Working part time may be the best job
Over and over I hear stories about couples who frequently vacationed at the beach and plotted to retire here one day. I recently met Al and Linda Abrams who retired from AstraZeneca, in the Wilmington/Newark area. Like many retirees, they were ready to leave one career, yet they knew they wanted to work again.
"I can't watch TV in the morning," Linda laughs. "I need a reason to get out the door."
When a small retail store called Sea Finds in the Rehoboth Mews came on the market in 2008, Linda decided it was fate that she could find work and live in the town she loved.
"The buying and merchandizing is great, but it's the people who come into our store which makes this job special," Linda explained. "This one lady asked to buy a hundred charms. I learned she had stage 4 cancer and wanted to give them to all of the people who supported her. I will never forget the woman who came to the counter with a birthday card for her son. We began talking, and I found out her son was serving in Saudi Arabia. This store has good karma!"

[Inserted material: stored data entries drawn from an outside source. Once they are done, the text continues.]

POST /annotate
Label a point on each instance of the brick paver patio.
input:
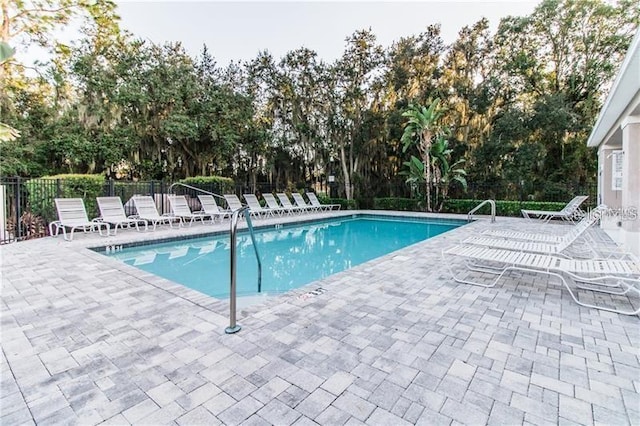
(87, 340)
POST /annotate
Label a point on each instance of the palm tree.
(444, 172)
(423, 126)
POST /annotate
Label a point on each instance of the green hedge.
(399, 204)
(42, 191)
(217, 184)
(346, 204)
(503, 208)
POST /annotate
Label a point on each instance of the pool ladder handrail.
(493, 210)
(234, 327)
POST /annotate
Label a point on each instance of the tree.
(348, 87)
(422, 128)
(7, 133)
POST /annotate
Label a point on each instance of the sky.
(238, 30)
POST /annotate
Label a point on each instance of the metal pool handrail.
(234, 327)
(493, 210)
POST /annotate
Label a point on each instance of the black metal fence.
(27, 205)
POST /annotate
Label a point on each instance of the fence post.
(18, 199)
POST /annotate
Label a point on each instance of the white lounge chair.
(561, 245)
(272, 203)
(255, 206)
(73, 215)
(286, 203)
(313, 199)
(210, 207)
(180, 208)
(609, 276)
(112, 212)
(299, 201)
(571, 212)
(233, 202)
(147, 210)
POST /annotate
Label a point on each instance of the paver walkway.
(87, 340)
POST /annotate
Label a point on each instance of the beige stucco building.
(616, 134)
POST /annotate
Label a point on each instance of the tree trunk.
(348, 185)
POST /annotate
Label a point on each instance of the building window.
(616, 170)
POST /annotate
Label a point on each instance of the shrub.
(216, 184)
(346, 204)
(503, 208)
(393, 203)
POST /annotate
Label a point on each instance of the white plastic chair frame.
(210, 207)
(112, 212)
(73, 215)
(180, 208)
(587, 274)
(146, 209)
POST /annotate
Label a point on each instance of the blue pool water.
(291, 256)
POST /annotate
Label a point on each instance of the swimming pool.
(291, 255)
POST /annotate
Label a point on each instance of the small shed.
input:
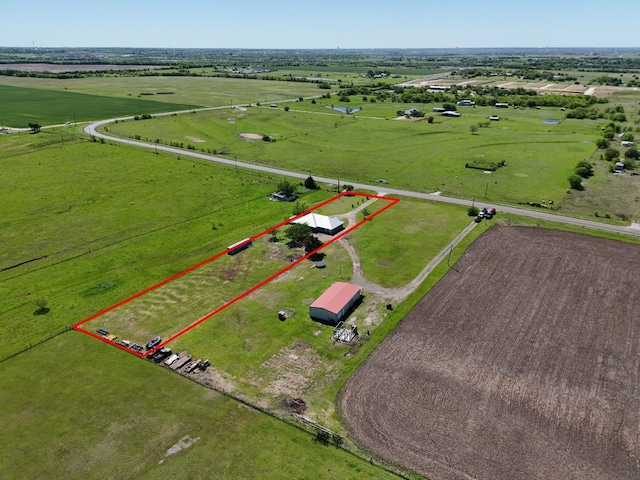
(335, 303)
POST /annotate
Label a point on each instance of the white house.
(321, 223)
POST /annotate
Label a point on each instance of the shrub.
(575, 182)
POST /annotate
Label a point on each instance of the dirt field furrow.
(522, 363)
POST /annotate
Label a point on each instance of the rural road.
(92, 129)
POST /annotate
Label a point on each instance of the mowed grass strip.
(21, 106)
(407, 154)
(74, 408)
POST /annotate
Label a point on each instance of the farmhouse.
(321, 223)
(334, 304)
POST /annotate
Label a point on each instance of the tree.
(584, 169)
(575, 181)
(310, 183)
(298, 233)
(611, 154)
(41, 303)
(632, 154)
(287, 188)
(299, 207)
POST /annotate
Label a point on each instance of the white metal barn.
(321, 223)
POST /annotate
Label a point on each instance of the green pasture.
(410, 154)
(89, 224)
(420, 231)
(178, 92)
(21, 106)
(75, 408)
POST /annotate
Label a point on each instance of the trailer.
(239, 246)
(180, 362)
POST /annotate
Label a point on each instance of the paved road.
(92, 129)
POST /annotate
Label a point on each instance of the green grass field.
(21, 106)
(87, 224)
(88, 215)
(74, 408)
(407, 154)
(51, 101)
(111, 221)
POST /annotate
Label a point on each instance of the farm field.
(175, 91)
(75, 408)
(21, 106)
(521, 363)
(406, 154)
(89, 224)
(207, 288)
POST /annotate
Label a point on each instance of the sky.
(303, 24)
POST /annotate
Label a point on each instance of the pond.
(347, 110)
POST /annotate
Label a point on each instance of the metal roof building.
(321, 223)
(335, 302)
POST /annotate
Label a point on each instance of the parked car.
(153, 342)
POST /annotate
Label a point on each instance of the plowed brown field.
(524, 363)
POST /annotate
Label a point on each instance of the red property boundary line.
(79, 326)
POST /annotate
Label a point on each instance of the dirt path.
(397, 294)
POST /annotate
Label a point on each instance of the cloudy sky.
(298, 24)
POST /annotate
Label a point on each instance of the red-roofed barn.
(335, 302)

Al's office is above the retail space. He points to a very narrow spiral staircase. "I go up and down all day. It keeps me going!"
At 79 years old, Al painted the inside of the store sea blue and added new shelving. "I enjoy meeting people too!" he stresses. And so does Reggie, their Australian shepherd rescue, who greets customers at the front door.
Who do they hire to work in the shop? They employ five retirees.
Carl Preate from York, Pa., spent his working years buying for museum shops. He was one of the employees at the original location. In 2011, the Abrams moved to the Penny Lane Mall, first on one side of the street and then to a larger space across the street.
"I came with the store," he laughs. "I've been here 10 years now. Working part time is wonderful. The owners are flexible and give me time off. Customers are very friendly, and nobody ever brings anything back."
Part-time employee Nancy Olson graduated from the same high school as Linda - Garnet Valley High School in Concordville, Pa. When Linda found out Nancy was retiring in 2012 to Rehoboth, she told her she would get bored and offered her a job.
"I've been working my whole life, and I didn't know how I would spend it without a job of some kind," said Nancy. "I don't want to clean drawers and vacuum. I need to do something fulfilling."
Nancy is in the early stages of Parkinson's. "Having a job makes me feel normal," she said. "The Abrams know I need to go to an exercise class every day, and they work around my schedule to give me 15 to 20 hours a week. I am amazed that they hired four old people, and somehow she comes up with a schedule which meets everyone's needs."
Linda says she still misses employee Eddie Kelly from Baltimore who worked at the shop for years until his death from cancer in September 2016. "If I feel lazy and don't want to go into work, I can hear Eddie yelling at me to quit griping and get yourself in there."
Sea Finds also features the handiwork of 20 to 30 local artists, many of whom are retirees who have found their way to work and live at the beach.